Au risque de me fourvoyer dans un lieu commun, « La domestication » est un ovni littéraire, balançant entre l’expérimental et la réalité. Le troisième roman de Nuno Gomes Garcia (Editions iXe) joue dans la cour de l’anticipation sans y être vraiment. Il est résolument contemporain par les termes abordés, mais original par leur traitement. L’auteur imagine un monde inversé, où la femme l’emporte sur le masculin en tout, aussi bien dans le quotidien que sur la scène politique. Mais surtout dans le langage. L’auteur privilégie le pronom personnel féminin, une émasculation nette et sans bavure, dans les règles de l’art grammatical. Il imagine une société matriarcale en construction, après le Grand Fléau et l’avènement de la Nouvelle République. Dans cette société, les hommes sont éduqués à « L’Institut des maris » pour devenir un mari au foyer, effacé et obéissant. Pour sortir, ils sont accompagnés et portent un cache-tout (semblable à la burqa). Ils possèdent dans leurs gènes modifiés la sensibilité autrefois attribuée aux femmes. Ainsi tanguent-ils entre la peur et les pleurs. Les femmes ont tout pouvoir sur ces maris ravalés au rang d’objet. Dans cette société, la gestation est entre les mains de la science et la « fornication » est prohibée. Enfin, la peine de mort est réservée aux hommes. Une société autoritaire et sans saveur qui préfigurent un extrémisme, certes différent, mais plausible, tant la domination est inhérente à l’être humain, qu’il soit il, elle ou iel.o

Standardisation des êtres humains

Pierre est le mari de Francine, choisi à l’Institut. Petit, rondouillard, émotif, craintif et serviable. Bref, le mari parfait. Ils vivent modestement à Andrésy. Mais la stérilité évidente de Pierre pose un problème de taille à ce tableau idyllique, car l’obligation faite aux femmes est de donner la vie à deux filles. Francine pourrait renvoyer Pierre au recyclage, mais elle ne s’y résout pas. Alors elle se tourne vers une autre solution, rare, mais possible  : un second mari. Dans ce cas, c’est le premier époux qui choisit. Il portera son choix sur Jean, sans hésitation. Un homme hors norme, grand et musclé, à l’étonnante virilité. De plus, il est éduqué et sait réfléchir. Une aberration dans cette société de standardisation des êtres humains. Francine succombera à cette attraction charnelle, aussi interdite qu’irrésistible. Pierre aussi. L’unité familiale se disloquera peu à peu  : Francine disparaît, Jean est accusé… et Pierre est recueilli par une voisine aux motivations douteuses. La Nouvelle République acceptera-t-elle d’entendre la vérité, au risque d’amoindrir son pouvoir  ?

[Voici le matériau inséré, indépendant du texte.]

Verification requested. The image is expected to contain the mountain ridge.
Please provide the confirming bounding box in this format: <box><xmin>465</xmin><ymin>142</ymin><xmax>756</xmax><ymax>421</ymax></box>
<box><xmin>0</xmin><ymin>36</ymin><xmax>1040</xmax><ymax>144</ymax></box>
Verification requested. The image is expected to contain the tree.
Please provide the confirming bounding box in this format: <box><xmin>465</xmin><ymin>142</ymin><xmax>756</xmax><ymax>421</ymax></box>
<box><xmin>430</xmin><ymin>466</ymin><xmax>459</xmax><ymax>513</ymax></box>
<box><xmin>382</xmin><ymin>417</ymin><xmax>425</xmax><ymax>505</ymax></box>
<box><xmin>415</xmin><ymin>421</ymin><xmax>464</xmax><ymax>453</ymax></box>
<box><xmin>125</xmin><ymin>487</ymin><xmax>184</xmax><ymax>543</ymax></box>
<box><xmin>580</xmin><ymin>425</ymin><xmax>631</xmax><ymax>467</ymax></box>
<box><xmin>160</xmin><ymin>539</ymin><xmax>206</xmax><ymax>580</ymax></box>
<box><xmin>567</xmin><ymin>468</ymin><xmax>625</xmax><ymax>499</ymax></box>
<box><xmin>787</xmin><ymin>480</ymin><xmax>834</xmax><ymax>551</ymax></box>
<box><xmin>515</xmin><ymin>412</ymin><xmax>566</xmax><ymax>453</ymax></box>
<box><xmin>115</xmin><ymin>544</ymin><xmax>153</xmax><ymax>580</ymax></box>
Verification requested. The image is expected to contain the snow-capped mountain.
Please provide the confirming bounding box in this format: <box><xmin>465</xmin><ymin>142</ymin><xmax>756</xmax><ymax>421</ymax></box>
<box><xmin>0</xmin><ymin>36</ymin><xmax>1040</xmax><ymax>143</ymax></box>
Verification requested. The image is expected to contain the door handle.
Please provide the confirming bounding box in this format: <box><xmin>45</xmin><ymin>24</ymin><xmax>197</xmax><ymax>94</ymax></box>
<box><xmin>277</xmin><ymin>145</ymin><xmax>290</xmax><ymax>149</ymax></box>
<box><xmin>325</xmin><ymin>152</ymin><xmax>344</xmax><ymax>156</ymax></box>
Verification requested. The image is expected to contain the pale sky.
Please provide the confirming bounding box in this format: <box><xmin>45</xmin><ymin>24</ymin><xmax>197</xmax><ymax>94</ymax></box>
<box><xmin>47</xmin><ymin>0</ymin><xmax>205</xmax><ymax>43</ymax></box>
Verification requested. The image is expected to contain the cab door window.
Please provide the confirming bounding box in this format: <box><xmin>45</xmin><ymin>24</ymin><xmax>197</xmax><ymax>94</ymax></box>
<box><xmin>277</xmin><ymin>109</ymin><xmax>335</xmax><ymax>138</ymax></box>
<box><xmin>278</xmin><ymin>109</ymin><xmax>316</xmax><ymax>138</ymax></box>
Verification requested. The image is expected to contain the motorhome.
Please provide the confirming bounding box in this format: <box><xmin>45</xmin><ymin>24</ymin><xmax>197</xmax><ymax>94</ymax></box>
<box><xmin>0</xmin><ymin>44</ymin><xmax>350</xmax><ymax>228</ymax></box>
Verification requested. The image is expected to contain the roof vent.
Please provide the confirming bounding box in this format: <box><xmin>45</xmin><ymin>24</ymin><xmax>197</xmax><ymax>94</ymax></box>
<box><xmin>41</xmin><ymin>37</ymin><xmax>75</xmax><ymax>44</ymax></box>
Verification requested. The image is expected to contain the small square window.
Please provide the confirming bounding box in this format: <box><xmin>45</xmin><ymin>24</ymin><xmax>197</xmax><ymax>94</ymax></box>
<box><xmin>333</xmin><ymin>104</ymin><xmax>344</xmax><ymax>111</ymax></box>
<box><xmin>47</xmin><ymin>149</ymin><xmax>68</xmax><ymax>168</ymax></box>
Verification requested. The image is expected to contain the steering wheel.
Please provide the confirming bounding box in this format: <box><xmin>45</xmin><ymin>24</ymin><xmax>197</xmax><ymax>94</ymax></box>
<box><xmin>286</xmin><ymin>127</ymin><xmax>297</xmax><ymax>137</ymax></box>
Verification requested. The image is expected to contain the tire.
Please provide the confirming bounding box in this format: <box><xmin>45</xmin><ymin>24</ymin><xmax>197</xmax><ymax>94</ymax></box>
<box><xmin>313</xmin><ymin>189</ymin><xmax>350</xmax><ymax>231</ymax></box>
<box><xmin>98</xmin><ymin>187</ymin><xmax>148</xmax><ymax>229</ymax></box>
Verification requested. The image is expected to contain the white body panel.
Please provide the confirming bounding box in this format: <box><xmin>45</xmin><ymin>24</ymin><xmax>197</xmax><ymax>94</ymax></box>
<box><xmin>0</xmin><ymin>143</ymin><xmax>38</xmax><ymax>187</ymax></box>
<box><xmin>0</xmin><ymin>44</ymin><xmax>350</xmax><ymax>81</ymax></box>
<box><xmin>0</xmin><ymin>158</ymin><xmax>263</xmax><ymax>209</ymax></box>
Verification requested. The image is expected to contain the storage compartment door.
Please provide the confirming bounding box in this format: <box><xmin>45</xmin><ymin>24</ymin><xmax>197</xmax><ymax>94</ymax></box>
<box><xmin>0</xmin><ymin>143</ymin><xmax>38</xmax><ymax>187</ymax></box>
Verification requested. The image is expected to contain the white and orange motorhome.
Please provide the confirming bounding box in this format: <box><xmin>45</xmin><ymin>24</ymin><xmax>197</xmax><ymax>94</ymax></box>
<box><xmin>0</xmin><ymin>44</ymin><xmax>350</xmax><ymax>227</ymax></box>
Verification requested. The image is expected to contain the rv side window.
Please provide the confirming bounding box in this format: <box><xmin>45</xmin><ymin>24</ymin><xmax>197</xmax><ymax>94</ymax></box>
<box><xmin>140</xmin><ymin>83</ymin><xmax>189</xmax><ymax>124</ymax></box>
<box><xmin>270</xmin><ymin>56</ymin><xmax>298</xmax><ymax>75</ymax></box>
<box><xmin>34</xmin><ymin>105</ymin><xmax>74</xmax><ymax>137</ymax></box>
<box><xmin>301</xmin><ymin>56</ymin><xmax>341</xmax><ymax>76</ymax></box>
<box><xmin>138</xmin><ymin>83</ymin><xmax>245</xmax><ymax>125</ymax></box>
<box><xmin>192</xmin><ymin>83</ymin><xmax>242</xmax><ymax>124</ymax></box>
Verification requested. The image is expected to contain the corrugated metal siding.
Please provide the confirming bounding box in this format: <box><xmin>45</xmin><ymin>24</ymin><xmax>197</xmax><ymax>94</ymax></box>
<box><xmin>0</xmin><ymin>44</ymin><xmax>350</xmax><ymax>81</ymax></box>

Le passage du patriarcat au matriarcat n’invente pas une autre société, il déplace juste le problème de la domination. Usant de ce calque qui inverse les rôles, l’auteur nous fait naviguer entre totalitarisme qui rappelle fort ce que nous connaissons encore, à savoir la manipulation, la fourberie, la quête du pouvoir, le stratagème politique, l’extrémisme, l’anéantissement de la conscience. Démonstration est faite que la domination de la femme ne serait pas meilleure que celle des hommes. Ce roman est puissant et singulier, que la traduction de Clara Domingues n’a pas amoindri. L’ablation chirurgicale du masculin est tant dans la forme que dans le fond. Une étrangeté stylistique renforcée par l’intrication en décalé du présent et du passé, donnant au lecteur un coup d’avance ou de retard suivant le moment. Un travail d’orfèvre qui ajoute au postulat de départ un moment de lecture passionnant. 

Nathalie Gendreau

Éditions iXe – Collection iXe’ Prime, 27 mai 2022, 264 pages, à 17 euros.